Congress and the FDA made it clear in 2018 that biosimilars “will be part of the solution” for controlling healthcare costs, Lozano says. “That alignment is starting to better pave the way for more products to come to market, as evidenced by this year’s uptick in approvals.”
The FDA is also preparing new guidelines on biosimilar product labels, which Lozano hopes will create a “more level playing field” between biosimilars and biologics by helping to reassure healthcare providers that biosimilars are safe and effective.
Lozano expects to see continued momentum in 2019, with more approvals and increasing acceptance of biosimilars as a viable treatment option.
“We are confident that the U.S. market will continue to evolve in the direction of the European biosimilar market, as more and more obstacles, such as patent challenges and litigation, are reduced,” he says
Will the U.S. catch up to Europe?
The U.S. has lagged behind Europe on biosimilars approvals and uptake, and some analysts have pointed to uncertainty about anticipated cost savings, regulatory and legal issues, contracting mechanisms, and physician unfamiliarity with biosimilars as potential barriers to uptake.
Because biosimilars are “highly similar” but not identical, on a molecular level, to originator biosimilars, some clinicians have had concerns about the idea of switching patients from well-known biologics to less familiar biosimilars. Patients have been switched to biosimilars in most cases only after brand-name biologics lost efficacy or brought intolerable toxicities.
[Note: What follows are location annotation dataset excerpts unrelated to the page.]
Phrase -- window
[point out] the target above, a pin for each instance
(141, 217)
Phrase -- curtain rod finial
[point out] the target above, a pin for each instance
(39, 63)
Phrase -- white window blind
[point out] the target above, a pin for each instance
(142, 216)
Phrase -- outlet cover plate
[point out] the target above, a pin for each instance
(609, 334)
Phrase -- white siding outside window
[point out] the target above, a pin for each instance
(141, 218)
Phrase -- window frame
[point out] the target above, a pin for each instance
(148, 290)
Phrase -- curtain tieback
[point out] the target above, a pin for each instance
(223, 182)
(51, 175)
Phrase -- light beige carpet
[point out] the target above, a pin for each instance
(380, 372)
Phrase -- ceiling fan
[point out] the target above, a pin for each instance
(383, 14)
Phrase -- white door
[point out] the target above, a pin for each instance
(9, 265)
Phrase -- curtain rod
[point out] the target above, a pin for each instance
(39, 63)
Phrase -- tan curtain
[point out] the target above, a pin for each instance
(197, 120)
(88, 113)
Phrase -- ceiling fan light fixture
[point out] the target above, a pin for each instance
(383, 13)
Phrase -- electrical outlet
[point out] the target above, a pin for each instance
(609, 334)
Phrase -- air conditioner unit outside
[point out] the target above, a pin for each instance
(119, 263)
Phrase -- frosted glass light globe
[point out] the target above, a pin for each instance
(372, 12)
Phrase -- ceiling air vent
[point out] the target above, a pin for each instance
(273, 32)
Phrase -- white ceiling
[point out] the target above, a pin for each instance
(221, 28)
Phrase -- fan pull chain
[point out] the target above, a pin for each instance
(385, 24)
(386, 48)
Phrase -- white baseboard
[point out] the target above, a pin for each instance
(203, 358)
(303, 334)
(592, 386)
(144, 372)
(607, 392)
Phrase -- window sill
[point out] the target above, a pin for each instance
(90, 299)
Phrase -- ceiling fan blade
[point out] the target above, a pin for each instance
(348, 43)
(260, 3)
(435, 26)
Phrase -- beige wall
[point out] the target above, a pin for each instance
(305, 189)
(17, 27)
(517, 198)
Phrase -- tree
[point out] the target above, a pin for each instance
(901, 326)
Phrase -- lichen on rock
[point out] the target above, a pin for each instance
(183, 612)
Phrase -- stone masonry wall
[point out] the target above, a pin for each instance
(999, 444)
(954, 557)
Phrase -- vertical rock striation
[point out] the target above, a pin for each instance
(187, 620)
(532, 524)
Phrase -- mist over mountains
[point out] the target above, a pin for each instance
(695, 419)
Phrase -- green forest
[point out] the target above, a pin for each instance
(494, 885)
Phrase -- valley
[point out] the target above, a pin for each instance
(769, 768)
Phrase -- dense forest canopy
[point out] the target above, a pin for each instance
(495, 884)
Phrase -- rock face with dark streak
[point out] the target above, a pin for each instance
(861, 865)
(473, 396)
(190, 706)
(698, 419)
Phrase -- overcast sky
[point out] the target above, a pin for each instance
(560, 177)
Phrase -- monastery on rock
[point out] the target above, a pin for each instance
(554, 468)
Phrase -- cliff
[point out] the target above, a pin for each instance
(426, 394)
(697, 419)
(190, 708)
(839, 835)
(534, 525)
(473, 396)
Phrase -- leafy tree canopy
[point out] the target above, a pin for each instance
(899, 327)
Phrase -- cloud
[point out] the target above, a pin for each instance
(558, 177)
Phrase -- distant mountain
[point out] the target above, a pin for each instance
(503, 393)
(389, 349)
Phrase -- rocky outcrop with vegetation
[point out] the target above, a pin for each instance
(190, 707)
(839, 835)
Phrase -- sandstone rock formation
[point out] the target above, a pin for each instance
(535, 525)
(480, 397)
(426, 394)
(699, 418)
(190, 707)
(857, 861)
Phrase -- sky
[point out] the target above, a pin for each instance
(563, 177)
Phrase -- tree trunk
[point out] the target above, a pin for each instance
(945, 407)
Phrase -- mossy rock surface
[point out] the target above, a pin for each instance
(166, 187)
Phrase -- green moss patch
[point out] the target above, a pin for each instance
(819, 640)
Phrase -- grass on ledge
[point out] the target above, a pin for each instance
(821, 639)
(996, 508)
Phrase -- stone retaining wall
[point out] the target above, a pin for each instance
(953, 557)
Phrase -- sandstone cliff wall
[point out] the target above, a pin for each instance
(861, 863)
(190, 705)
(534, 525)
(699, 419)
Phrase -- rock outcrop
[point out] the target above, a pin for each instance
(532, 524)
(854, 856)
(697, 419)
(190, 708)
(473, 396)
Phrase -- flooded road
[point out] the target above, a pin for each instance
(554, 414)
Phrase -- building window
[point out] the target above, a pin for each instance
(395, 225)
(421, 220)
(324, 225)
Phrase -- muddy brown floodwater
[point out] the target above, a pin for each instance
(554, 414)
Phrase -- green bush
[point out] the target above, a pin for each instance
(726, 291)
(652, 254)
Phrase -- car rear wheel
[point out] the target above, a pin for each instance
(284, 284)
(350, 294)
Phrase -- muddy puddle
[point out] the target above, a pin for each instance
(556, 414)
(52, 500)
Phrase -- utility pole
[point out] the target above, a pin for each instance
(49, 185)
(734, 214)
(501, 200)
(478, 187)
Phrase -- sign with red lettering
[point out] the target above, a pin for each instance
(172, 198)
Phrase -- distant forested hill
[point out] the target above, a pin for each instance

“Europe has been ahead of the United States on biosimilar approvals for years but the good news is this: none of them have been withdrawn from the [European] market or seen red flags with major safety or efficacy issues,” Lyman says. “Nevertheless, recently, a submission for a biosimilar for rituximab for lymphoma was turned down by the FDA, for reasons they know and I don’t, and the company has decided not to challenge or resubmit.”
Cancer biosimilars take center stage
“Over the past year, for the first time, we have had a number of oncology biosimilars FDA-approved for cancer treatments as opposed to supportive care agents like growth factors,” Lyman says, citing approvals since September 2017 for the biosimilars Mvasi (bevacizumab-awwb), Ogivri (trastuzumab-dkst), Ixifi (infliximab-qbtx), Hyrimoz, and Truxima.
The first biosimilar approval was for Zarxio (filgrastim-sndz), a biosimilar G-CSF myeloid growth factor used in supportive cancer care, which was approved back in March 2015. In 2018, three more filgrastim and pegfilgrastim biosimilar products were approved.
But Lyman cautions that biosimilars are still in their early days.
“Biosimilar trastuzumab and bevacizumab were approved in December 2017, but both of these met with delays and even now they are just beginning to enter the marketplace, so we really don’t yet have data on their uptake,” he says.
Oncology biosimilars have been “mainly a good-news story,” Lyman says.
“We have multiple new approvals and the approval process seems to be going smoothly—with perhaps one glitch that was part of the growing pains of a new process,” he says.